Neste contexto, os projectos XXL são mais do que infra-estruturas. Funcionam como mensagem para potenciais parceiros: “Conseguimos fazer em grande, conseguimos ser modernos, queremos estar no centro do mundo.” Mas essa aposta traz riscos:

Aspecto Oportunidade Risco
Projectos de construção gigantescos Forte eco mediático internacional, atracção de capital Custos elevados, risco de ruínas de betão em caso de recuo
Estratégia de turismo Receitas adicionais, mudança de imagem Dependência de crises globais, por exemplo pandemias
Eventos desportivos e entretenimento Poder brando, marca global Críticas à situação dos direitos humanos, riscos reputacionais

O abrandamento agora visível no Mukaab mostra que o reino está a sentir limites - financeiros, políticos e sociais. Nem tudo o que impressiona num slide se consegue concluir no terreno.

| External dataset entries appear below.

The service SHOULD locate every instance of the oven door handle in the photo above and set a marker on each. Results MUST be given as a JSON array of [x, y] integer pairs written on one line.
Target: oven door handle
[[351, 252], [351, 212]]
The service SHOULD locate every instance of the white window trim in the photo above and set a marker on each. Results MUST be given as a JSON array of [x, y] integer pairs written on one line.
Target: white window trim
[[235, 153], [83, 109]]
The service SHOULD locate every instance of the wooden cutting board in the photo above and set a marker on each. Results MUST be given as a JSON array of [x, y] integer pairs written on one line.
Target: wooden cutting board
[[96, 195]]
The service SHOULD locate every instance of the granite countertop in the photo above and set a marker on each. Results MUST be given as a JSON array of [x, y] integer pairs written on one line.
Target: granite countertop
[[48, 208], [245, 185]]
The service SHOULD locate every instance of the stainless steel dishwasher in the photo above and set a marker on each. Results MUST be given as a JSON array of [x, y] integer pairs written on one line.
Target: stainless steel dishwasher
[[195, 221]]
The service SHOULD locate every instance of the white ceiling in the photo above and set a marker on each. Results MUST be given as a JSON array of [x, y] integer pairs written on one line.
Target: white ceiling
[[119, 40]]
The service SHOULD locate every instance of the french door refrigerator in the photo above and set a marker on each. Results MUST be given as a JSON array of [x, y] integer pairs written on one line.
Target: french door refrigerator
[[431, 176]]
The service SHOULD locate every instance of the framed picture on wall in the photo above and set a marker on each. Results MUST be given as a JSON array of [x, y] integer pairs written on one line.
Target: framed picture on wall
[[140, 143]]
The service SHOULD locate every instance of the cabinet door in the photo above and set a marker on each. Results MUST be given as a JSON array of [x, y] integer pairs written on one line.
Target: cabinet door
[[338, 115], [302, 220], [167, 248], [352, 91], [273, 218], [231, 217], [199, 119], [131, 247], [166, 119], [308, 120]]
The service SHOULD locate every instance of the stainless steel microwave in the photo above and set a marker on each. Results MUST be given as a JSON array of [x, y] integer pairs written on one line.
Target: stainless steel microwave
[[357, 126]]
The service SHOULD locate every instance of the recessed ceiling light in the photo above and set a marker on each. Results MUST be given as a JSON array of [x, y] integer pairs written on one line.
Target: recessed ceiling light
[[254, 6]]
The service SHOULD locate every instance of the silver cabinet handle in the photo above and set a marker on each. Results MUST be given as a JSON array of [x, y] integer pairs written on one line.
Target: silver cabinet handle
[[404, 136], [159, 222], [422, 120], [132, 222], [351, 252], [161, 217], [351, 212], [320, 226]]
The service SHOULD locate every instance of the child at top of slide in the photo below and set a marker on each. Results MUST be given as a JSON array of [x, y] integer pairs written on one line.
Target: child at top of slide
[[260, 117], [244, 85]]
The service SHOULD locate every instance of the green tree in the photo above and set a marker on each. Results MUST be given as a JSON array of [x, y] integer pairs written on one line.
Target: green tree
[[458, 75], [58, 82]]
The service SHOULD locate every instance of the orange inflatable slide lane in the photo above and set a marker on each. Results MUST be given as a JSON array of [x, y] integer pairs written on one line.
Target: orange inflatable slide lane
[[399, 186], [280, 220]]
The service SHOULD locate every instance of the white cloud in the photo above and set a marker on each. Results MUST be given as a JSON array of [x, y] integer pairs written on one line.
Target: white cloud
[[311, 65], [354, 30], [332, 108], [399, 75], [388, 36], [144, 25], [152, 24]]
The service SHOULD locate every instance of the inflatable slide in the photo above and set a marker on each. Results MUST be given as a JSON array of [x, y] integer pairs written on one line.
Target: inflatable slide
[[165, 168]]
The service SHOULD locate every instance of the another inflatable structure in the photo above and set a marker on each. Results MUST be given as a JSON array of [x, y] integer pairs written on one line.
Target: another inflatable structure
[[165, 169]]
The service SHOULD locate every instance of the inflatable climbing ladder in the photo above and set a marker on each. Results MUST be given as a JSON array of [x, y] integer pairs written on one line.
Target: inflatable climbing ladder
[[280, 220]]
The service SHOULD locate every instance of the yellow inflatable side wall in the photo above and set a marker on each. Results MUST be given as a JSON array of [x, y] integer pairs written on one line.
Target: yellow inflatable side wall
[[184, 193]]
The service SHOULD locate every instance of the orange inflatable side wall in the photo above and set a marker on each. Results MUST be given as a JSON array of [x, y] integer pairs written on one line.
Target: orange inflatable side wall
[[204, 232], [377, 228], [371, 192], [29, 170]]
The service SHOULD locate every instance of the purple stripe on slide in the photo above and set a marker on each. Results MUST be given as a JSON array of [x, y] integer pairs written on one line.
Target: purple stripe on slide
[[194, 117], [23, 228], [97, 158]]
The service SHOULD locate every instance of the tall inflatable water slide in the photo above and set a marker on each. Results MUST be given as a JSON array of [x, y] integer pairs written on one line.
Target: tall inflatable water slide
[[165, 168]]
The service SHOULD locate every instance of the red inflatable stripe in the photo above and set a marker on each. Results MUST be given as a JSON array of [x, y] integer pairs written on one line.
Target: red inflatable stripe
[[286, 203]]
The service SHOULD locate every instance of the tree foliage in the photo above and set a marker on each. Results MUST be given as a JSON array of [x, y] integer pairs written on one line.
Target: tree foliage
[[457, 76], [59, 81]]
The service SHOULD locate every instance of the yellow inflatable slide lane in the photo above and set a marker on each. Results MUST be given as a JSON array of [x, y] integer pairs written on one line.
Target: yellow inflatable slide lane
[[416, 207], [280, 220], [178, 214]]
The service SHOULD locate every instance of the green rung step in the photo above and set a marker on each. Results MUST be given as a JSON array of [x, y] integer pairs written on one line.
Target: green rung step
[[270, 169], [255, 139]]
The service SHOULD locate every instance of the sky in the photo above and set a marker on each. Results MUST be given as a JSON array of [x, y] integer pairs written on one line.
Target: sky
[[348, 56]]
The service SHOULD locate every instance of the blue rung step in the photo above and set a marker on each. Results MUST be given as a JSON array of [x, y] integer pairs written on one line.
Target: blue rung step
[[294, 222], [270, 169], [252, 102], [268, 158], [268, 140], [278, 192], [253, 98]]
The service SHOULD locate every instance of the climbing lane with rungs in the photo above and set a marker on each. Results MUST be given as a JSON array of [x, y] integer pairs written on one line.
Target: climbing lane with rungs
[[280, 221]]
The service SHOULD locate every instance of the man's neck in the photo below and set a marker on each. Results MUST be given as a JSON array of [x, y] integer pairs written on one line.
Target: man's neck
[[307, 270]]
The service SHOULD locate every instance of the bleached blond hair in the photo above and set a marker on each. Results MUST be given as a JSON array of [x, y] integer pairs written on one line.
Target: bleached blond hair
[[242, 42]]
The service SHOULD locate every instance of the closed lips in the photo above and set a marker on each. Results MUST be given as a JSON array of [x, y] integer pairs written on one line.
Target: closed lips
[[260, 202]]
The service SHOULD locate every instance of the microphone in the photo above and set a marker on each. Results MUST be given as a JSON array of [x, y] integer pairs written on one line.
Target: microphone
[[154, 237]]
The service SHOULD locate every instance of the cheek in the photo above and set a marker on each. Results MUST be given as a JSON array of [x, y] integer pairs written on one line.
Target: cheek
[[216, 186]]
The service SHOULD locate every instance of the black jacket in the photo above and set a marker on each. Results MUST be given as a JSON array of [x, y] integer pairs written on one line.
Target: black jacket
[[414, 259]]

O que a suspensão significa para a região

Para Riade, o atraso implica que o novo centro urbano planeado ganhará forma mais lentamente. Investidores terão de esperar mais; quem vive na zona terá, durante anos, uma realidade provisória feita de escavações e estruturas a meio.

Para o Golfo, o sinal é claro: mesmo onde parece existir dinheiro sem fim, as contas pesam mais. A competição com o Dubai, Abu Dhabi e o Catar continua, mas a fase de grandes projectos totalmente desenfreados parece, pelo menos, ter abrandado.

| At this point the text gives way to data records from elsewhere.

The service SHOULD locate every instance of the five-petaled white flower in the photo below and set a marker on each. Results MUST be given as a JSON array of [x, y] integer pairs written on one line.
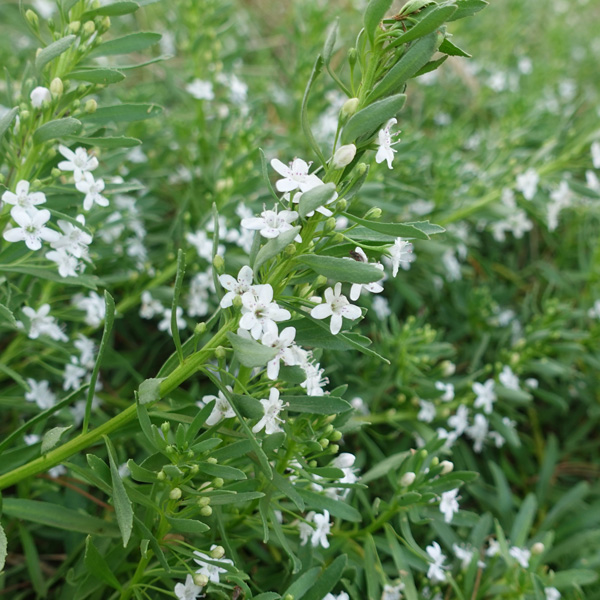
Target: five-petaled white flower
[[79, 162], [485, 395], [336, 306], [92, 188], [23, 197], [272, 407], [31, 228], [260, 313], [272, 223], [373, 287], [385, 150], [435, 573], [449, 504], [295, 176]]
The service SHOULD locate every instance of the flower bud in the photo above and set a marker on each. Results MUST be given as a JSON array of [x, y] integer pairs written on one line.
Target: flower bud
[[407, 479], [343, 156], [90, 106], [175, 494], [56, 86]]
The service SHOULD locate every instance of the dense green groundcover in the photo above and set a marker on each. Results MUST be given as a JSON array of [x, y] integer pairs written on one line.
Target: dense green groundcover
[[204, 388]]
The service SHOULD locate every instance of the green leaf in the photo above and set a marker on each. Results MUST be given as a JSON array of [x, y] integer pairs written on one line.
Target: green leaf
[[249, 352], [328, 580], [97, 566], [420, 230], [59, 517], [114, 9], [317, 405], [107, 142], [98, 76], [371, 118], [416, 57], [122, 113], [133, 42], [53, 50], [274, 247], [335, 507], [467, 8], [52, 437], [188, 526], [431, 20], [122, 503], [56, 129], [7, 119], [341, 269], [374, 14], [149, 390], [315, 198]]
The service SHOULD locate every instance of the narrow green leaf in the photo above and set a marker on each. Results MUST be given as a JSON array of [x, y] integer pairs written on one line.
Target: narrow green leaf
[[372, 118], [341, 269], [274, 247], [133, 42], [52, 437], [315, 198], [56, 129], [122, 503], [429, 22], [249, 352], [53, 50], [316, 405], [416, 57], [122, 113], [7, 119], [420, 230], [97, 565], [98, 76], [327, 581], [374, 14], [59, 517]]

Para quem acompanha a região - seja investidor, arquitecto ou observador político -, o caso serve de lição: as mega-visões podem mobilizar energia e atenção, mas acabam por ser avaliadas por prazos, orçamentos e clima de opinião.

Até que ponto são realistas cidades saídas da ficção científica?

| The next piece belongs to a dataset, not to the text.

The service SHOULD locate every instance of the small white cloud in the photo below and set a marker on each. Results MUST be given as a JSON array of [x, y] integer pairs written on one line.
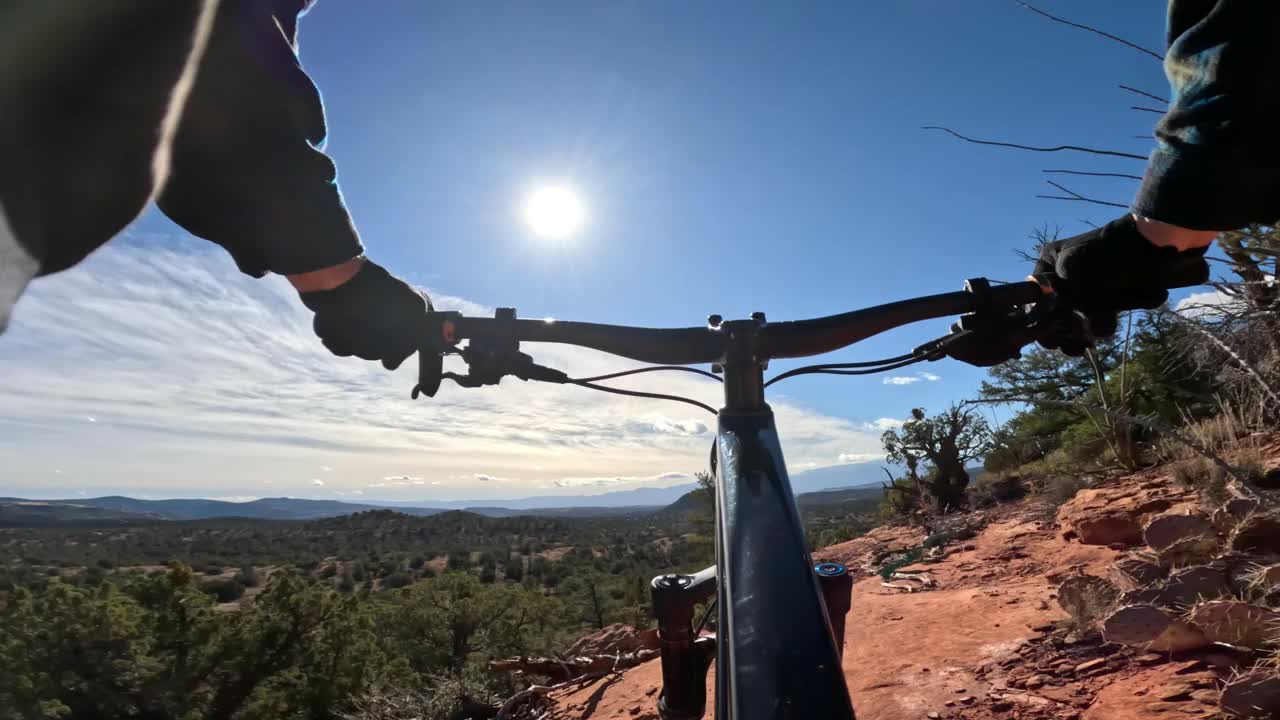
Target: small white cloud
[[848, 458]]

Desenhar bairros inteiros “de raiz” é sedutor. Percursos curtos, infra-estruturas modernas, gestão digital de energia, mobilidade e segurança - tudo isto promete um futuro sem desordem. Só que, na prática, surgem obstáculos recorrentes:

  • A população integra-se em novos bairros mais devagar do que os projectistas estimam.
  • Promessas tecnológicas concretizam-se apenas em parte e com custos superiores.
  • Hábitos sociais e culturais não mudam ao ritmo dos calendários de obra.

No Mukaab, soma-se um elemento específico: quando um edifício evoca formalmente um símbolo religioso, carrega imediatamente um peso que vai muito além da crítica arquitectónica. Para qualquer governo, é um terreno sensível - ainda mais num Estado marcadamente religioso.

Se o cubo gigante acabará por erguer-se sobre Riade na escala anunciada não depende apenas de folhas de cálculo. Em última análise, também dependerá de até onde a Arábia Saudita está disposta a condensar tradição, religiosidade e auto-apresentação internacional num único monumento.